Грайс устыдилась собственного вопроса. Довольно глупо надеяться, что боги пьют какао.

— Вторая полка слева, — ответила Аймили. Грайс размешала какао с холодным молоком, получив напиток, который один радовал ее с того страшного момента, когда психотерапевт ввела для нее табу на кофе.

— Ну как ты? — спросила Аймили.

— Все хорошо. Спасибо, что спросила.

— Ты не переживай. Мы — клевые. А ты девчуля на «Прозаке», значит?

— «Прозак» лишь одна из торговых марок флуоксетина. Я принимаю «Депрекс».

— В любом случае, занудка, фармацевтические компании участвуют в глобальном заговоре, это они придумали понятие нормы, чтобы ты, в случае чего, глушила свои болезненные переживания таблетками.
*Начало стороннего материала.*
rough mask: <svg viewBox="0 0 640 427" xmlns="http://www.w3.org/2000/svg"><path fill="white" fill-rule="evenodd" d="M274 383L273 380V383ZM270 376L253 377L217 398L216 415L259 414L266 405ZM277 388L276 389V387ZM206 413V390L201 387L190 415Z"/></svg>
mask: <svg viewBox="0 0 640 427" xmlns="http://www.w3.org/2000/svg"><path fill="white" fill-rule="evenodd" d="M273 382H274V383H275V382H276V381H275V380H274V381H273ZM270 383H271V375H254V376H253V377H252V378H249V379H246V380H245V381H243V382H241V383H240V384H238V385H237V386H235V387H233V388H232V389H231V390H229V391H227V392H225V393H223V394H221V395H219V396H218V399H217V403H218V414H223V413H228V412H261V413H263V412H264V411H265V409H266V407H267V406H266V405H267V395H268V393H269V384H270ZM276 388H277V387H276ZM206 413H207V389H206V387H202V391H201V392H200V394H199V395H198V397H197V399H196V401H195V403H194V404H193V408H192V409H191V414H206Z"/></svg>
— Я работаю в фармацевтической компании.

— О, тогда ты не тот человек, которому я буду затирать про заговор фармацевтических компаний. Ты, кстати, знаешь, что гербицид "Раунд-ап" и "Агент Оранж" это одно и то же? Нас травят канцерогенными химикатами, которые мы же использовали во время войны. Корпорации хотят превратить нас в инвалидов.

— Ты же богиня, тебе это все равно.

— Я забочусь об окружающей среде, — серьезно сказала Аймили. Холодный утренний какао вызвал у Грайс радость, поэтому она не стала спорить.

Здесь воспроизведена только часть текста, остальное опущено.